На Восток прошло сто пятьдесят самолетов.

1

А в это время на севере, далеко от границы, ветры гнули тайгу. Она стояла, дрожа и накренившись набок. Ветви дерев были закинуты в одну сторону, не бились в истерике, не плясали, и только иногда ни с того ни с сего от них отлетали и уносились неслышно прочь сучья.

Воздух наполнен был грохотом.

Синий, как опухоль, лед на Амуре трещал и бился на ветру. Черная медленная вода бежала поверху, по льду, брызгами поднималась в воздух, на лету замерзала и острой дробью возвращалась вниз, дырявя снег.

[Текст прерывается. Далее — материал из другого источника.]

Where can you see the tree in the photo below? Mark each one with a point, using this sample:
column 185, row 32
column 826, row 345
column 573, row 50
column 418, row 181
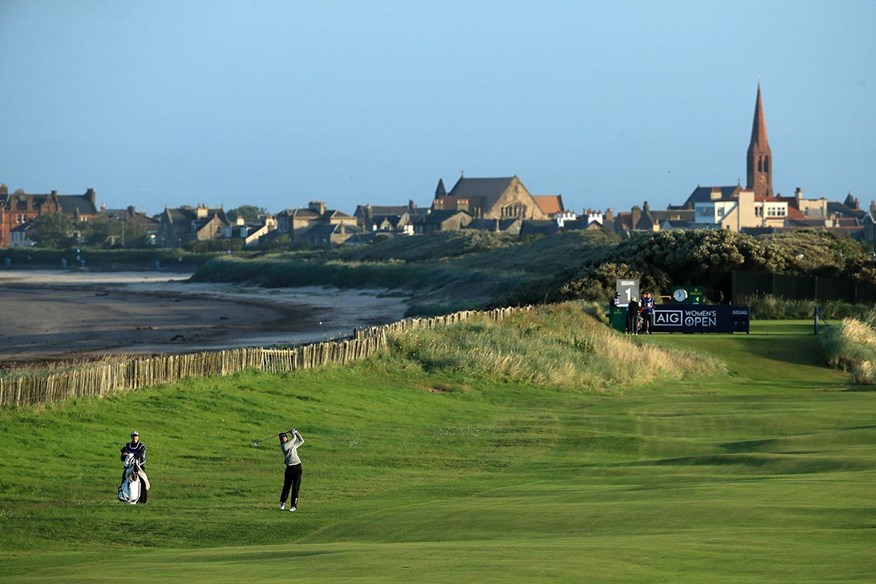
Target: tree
column 52, row 230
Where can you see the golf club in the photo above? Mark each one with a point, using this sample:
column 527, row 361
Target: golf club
column 255, row 442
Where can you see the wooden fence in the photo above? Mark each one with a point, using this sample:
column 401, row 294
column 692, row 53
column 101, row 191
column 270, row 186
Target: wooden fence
column 101, row 378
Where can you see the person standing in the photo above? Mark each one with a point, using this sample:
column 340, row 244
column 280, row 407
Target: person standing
column 292, row 476
column 647, row 312
column 138, row 450
column 633, row 316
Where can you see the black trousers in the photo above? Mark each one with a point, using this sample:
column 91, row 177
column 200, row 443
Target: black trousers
column 291, row 480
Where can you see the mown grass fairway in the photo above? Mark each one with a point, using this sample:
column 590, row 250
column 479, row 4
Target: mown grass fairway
column 763, row 475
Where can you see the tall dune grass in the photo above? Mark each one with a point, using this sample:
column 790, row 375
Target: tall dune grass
column 558, row 345
column 851, row 346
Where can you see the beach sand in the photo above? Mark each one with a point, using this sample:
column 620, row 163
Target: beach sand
column 61, row 315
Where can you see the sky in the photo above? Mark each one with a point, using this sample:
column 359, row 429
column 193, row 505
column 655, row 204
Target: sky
column 276, row 103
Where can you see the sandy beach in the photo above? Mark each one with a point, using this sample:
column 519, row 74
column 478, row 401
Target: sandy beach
column 60, row 315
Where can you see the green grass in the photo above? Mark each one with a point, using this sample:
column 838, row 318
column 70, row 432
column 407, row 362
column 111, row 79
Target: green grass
column 764, row 474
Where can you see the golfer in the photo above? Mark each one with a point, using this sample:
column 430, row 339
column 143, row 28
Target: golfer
column 292, row 477
column 138, row 449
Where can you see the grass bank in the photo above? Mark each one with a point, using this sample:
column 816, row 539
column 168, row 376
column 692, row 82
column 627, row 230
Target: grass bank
column 850, row 345
column 417, row 469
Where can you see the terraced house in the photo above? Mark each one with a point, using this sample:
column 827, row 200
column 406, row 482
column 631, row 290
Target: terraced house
column 490, row 198
column 181, row 225
column 18, row 210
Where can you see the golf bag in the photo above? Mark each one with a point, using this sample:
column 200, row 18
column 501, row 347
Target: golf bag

В райкоме заседали вторые сутки без выхода. Из окон видна была строительная площадка. Редкие деревья кое-где мерцали на оголенном от тайги пустыре. Сугробами стояли низкие бараки. Через каждые сто шагов горели костры под жестяными щитами от ветра. У костров лежали дрова. Сторож, цепляясь кочергой за обледенелый снег, ползал между ними, подкладывая дрова. Низкое зарево костров не садилось над зимним городом. Лопались, как стекло, стальные инструменты на пятидесятиградусном морозе. Деревенели руки. Волосы в носу слипались и затрудняли дыхание. Исчезал слух. Портилось зрение. Но всегда — мороз, метель ли — у костров стояли и грелись люди. В этих встречах у огня было что-то радостное, праздничное, почти не передаваемое словами. Скорее всего чувство это можно было выразить так: работы идут, и все живы, хотя на дворе и в бараках мороз, хотя плохое снабжение, людям негде болеть и нечем лечиться, и семьи их далеко, а работы чересчур много, и она трудна. Но работа шла, и люди были живы. Сознание того, что ничто не остановит рост города — ни малодушие трусов, ни гибель самых отчаянных, ни лишения и неудачи, выражено было в кострах, не потухавших ни днем, ни ночью. От этого все трудности начинали казаться проявлением личного малодушия, и о них, как о своих пороках, не хотелось говорить вслух.